I've stumbled upon a problem I can not solve in the book Mathematical Methods for Electrical Engineers by Thomas B.A. Senior(Page 171). The book gives the following instruction:
Using Cauchy's general integral formula, show that
$$
\left ( \frac{a^{n}}{n!} \right )^{2} = \frac{1}{2\Pi i }\oint_{C}^{ }\frac{a^{n}e^{az}}{n! z^{n+1}}dz
$$
where C is any closed contour surrounding the origin.
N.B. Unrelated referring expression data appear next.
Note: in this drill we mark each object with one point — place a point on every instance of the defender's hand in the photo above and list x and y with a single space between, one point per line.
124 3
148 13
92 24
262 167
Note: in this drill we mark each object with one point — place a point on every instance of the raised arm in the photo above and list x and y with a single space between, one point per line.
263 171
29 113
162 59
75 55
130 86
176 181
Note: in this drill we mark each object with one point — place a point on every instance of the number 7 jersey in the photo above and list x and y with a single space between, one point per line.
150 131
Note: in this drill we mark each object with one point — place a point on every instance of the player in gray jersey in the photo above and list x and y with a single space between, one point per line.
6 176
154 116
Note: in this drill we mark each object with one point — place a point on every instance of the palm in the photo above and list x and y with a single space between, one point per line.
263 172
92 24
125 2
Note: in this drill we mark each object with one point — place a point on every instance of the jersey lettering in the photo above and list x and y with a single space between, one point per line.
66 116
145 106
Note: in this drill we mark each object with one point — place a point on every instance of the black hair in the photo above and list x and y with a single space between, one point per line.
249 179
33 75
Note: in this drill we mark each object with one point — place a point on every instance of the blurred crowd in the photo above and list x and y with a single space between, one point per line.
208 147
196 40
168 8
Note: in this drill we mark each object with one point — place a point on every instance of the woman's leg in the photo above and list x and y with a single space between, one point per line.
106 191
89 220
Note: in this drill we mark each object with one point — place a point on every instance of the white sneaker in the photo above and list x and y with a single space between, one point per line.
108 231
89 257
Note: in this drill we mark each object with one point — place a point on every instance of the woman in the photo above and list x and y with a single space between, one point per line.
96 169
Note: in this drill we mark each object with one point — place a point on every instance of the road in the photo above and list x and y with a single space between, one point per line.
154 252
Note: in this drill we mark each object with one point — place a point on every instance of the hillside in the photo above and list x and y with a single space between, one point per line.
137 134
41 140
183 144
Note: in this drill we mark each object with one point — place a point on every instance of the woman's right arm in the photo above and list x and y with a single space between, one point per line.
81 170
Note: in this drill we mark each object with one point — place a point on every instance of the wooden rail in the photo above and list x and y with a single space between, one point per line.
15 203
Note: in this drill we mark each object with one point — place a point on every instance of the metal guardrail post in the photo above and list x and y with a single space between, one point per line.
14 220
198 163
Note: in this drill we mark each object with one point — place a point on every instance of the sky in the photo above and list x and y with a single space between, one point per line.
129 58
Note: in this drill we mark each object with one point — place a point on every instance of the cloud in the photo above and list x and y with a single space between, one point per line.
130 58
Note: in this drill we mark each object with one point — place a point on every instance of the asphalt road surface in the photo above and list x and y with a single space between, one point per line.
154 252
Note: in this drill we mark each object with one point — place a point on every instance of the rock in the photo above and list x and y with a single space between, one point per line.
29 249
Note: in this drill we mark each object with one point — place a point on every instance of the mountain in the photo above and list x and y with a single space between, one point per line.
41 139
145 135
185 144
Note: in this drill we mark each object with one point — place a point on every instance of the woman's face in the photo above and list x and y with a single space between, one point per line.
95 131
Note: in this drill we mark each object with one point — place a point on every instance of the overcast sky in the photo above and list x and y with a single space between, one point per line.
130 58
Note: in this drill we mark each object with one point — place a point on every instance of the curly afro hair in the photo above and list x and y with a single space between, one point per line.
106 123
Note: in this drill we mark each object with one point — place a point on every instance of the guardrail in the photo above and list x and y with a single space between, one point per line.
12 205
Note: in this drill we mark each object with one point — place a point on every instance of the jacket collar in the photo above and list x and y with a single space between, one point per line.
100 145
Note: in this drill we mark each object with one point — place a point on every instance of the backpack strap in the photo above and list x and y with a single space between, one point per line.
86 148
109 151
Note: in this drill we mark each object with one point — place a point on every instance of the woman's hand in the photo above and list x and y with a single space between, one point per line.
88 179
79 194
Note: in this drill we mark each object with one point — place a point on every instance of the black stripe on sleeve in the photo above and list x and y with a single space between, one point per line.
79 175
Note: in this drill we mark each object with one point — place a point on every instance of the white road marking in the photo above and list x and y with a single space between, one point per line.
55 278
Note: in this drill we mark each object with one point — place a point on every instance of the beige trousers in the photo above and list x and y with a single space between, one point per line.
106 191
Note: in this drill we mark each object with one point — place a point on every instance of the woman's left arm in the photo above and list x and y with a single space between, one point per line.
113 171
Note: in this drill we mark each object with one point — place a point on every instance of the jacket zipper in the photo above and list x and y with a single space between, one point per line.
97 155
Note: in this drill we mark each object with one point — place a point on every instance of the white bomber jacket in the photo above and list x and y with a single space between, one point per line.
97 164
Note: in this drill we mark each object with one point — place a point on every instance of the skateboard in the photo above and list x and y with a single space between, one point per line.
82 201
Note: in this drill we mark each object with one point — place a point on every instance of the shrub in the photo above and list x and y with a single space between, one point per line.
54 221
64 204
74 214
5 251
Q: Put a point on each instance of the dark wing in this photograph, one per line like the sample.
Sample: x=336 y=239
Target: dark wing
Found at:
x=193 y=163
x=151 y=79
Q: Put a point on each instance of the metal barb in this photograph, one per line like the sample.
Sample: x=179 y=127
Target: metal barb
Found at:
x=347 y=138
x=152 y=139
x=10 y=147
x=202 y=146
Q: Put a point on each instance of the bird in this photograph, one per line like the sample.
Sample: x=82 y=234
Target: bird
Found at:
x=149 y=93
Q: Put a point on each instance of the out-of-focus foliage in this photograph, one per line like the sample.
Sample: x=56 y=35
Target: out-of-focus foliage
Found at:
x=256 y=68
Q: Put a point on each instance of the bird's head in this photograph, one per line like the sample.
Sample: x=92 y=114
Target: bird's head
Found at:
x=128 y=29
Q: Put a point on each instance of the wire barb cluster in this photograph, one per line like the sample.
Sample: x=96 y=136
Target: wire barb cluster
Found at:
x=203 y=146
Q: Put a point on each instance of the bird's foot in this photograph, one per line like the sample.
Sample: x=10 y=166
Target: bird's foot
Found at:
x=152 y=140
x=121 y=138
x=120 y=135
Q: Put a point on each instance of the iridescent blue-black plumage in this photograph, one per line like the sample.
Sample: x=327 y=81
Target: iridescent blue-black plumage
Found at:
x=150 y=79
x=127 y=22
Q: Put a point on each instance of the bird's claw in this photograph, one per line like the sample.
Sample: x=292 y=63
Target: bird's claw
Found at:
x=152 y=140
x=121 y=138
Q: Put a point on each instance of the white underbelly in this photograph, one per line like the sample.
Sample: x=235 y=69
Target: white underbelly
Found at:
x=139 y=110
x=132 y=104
Since
$$
\sum_{n=0}^{\infty }\frac{t^{n}}{n!}=e^{t}
$$
show that
$$
\sum_{n=0}^{\infty }\left ( \frac{a^{n}}{n!} \right )^2 = \frac{1}{2\pi}\int_{0}^{2\pi}e^{2acos\Theta }d\Theta
$$
I showed the first part, $$ g^{(n)}(0)=\frac{n!}{2\pi i}\oint_{C}^{ }\frac{a^{n}e^{az}}{n!z^{n +1}}dz = (\frac{a^{n}e^{az}}{n!})^{(n)}|_{z=0} = \frac{a^{2n}}{n!} => \frac{1}{2\pi i}\oint_{C}^{ }\frac{a^{n}e^{az}}{n!z^{n +1}}dz = (\frac{a^{n}}{n!})^{2} $$ But for the second part: $$ \sum_{n=0}^{\infty}(\frac{a^{n}}{n!})^{2}= \sum_{n=0}^{\infty}\frac{1}{2\pi i}\oint_{C}^{ }\frac{a^{n}e^{az}}{n!z^{n+1}}dz = \frac{1}{2\pi i}\oint_{C}^{ }e^{az}\sum_{n=0}^{\infty}\frac{a^{n}}{n! z^{n+1}}dz... $$ I do not know how to find this sum.
Write the integrand as
\begin{align*} \frac 1 {2\pi i} e^{az} \sum_{n = 0}^{\infty} \frac{a^n}{n! z^{n + 1}} &= \frac{e^{az}}{2 \pi i z} \sum_{n = 0}^{\infty} \frac{(a/z)^n}{n!} \\ &= \frac{e^{az}}{2 \pi i z} e^{a/z} \\ &= \frac{e^{a(z + 1/z)}}{2 \pi i z} \end{align*}
Now take $C$ to be the contour which is the unit circle, oriented counterclockwise around the origin (exercise: Understand why we can choose the contour to be what we want). In this case, using the usual $z = e^{i\theta}$, $$z + \frac 1 z = 2 \cos \theta$$ and $dz = i z d\theta$, so the integral reduces to
$$\int_0^{2\pi} \frac{1}{2\pi i z} e^{a(2 \cos \theta)} i z d\theta$$
and a line of algebra later, you're done.